Dopo l’annuncio di Colabianchi è intervenuto anche il ministro della Cultura, Alessandro Giuli, che “prende atto della decisione di Nicola Colabianchi, assunta in autonomia e indipendenza, e conferma al sovrintendente de La Fenice la sua più completa fiducia”. Il ministro ha aggiunto: “Con l’auspicio che tale scelta possa sgomberare il campo da equivoci, tensioni e strumentalizzazioni d’ogni ordine e grado; nell’interesse del Teatro e della città di Venezia”.
Cosa è successo
La presa di posizione del prestigioso teatro veneziano arriva dopo un’intervista concessa da Venezi al quotidiano argentino La Nación, nella quale aveva dichiarato che “questa è un’orchestra dove le posizioni si tramandano praticamente di padre in figlio”, aggiungendo che “anche Diego Matheuz la diresse a soli 26 anni, per quanto era un protetto di Abbado. Io non ho padrini, questa è la differenza. Non provengo da una famiglia di musicisti”.
Successivamente aveva proseguito: “Non provengo da una famiglia di musicisti, sono una donna, ho 36 anni, sono la prima donna direttrice del Teatro La Fenice, e voglio portare un cambiamento. Questo è il punto principale. Hanno paura del cambiamento, del rinnovamento. È più facile rimanere ancorati alle vecchie abitudini. Ma è così che muore un teatro”.
Parole dalle quali già il giorno precedente aveva preso le distanze il sovrintendente Nicola Colabianchi, precisando di non condividerle e sottolineando “l’ottima qualità” dell’orchestra.
Di fronte a quelle dichiarazioni era insorta anche la Rsu de La Fenice: “Si tratta di affermazioni gravi – sottolineano i lavoratori -, false e offensive, che ledono la professionalità, il merito e la dignità delle professoresse e dei professori d’orchestra della Fenice, professionisti di altissimo livello selezionati esclusivamente attraverso concorsi pubblici internazionali basati sul talento e sul rigore procedurale. Offendere i lavoratori e il pubblico del Teatro non è solo un atto di scortesia istituzionale, ma un attacco diretto all’identità stessa della nostra Fondazione”.

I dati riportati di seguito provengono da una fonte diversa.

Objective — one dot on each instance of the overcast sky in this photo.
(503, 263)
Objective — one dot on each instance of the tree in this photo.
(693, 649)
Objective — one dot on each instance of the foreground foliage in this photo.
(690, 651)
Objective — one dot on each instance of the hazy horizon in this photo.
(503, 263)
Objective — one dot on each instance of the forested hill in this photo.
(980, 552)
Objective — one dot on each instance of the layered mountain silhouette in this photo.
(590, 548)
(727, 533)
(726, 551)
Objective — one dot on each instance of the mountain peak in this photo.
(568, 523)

Le maestranze avevano inoltre definito le dichiarazioni di Venezi “incompatibili con le condizioni necessarie per costruire un rapporto di fiducia e una collaborazione artistica proficua”.
Le reazioni
“Ci voleva una intervista in Argentina per fare capire al sovrintendente de La Fenice Colabianchi che era necessario chiudere il rapporto con il maestro Venezi”, ha polemizzato il capogruppo M5s al Senato, Luca Pirondini.
“Colabianchi avrà capito che arrivati a questo punto o cadeva Venezi o cadeva lui e ha deciso per la prima. Resta però una rottura tardiva: ha preso una decisione che avrebbe dovuto prendere molto tempo fa”, ha continuato Pirondini.

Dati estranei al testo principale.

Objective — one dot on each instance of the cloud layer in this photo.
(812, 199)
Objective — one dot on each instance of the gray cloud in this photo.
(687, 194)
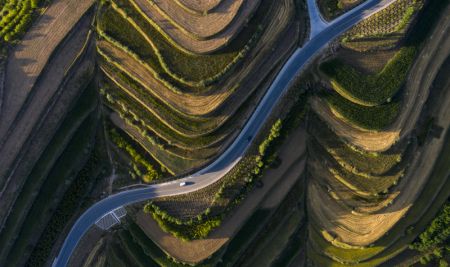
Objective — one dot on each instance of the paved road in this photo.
(233, 154)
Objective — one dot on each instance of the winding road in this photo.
(321, 36)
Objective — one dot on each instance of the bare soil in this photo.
(362, 229)
(37, 105)
(29, 57)
(416, 93)
(367, 62)
(276, 181)
(224, 26)
(204, 26)
(199, 5)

Di opinione simile il segretario generale della CGIL Venezia, Daniele Giordano, che ha definito la scelta della Fondazione “positiva”, “l’unica scelta possibile”. Ha poi aggiunto: “Peccato che ci siano voluti mesi per riconoscere ciò che era evidente fin dall’inizio”.
“Il caso del Teatro La Fenice certifica il fallimento del governo e di Fratelli d’Italia nelle politiche culturali”, ha dichiarato Irene Manzi, capogruppo del Partito Democratico in commissione Cultura alla Camera.
“La vicenda legata alla nomina di Beatrice Venezi è il risultato di una scelta politica imposta dall’alto, senza ascolto del mondo della musica e della lirica”, continua Manzi in una nota.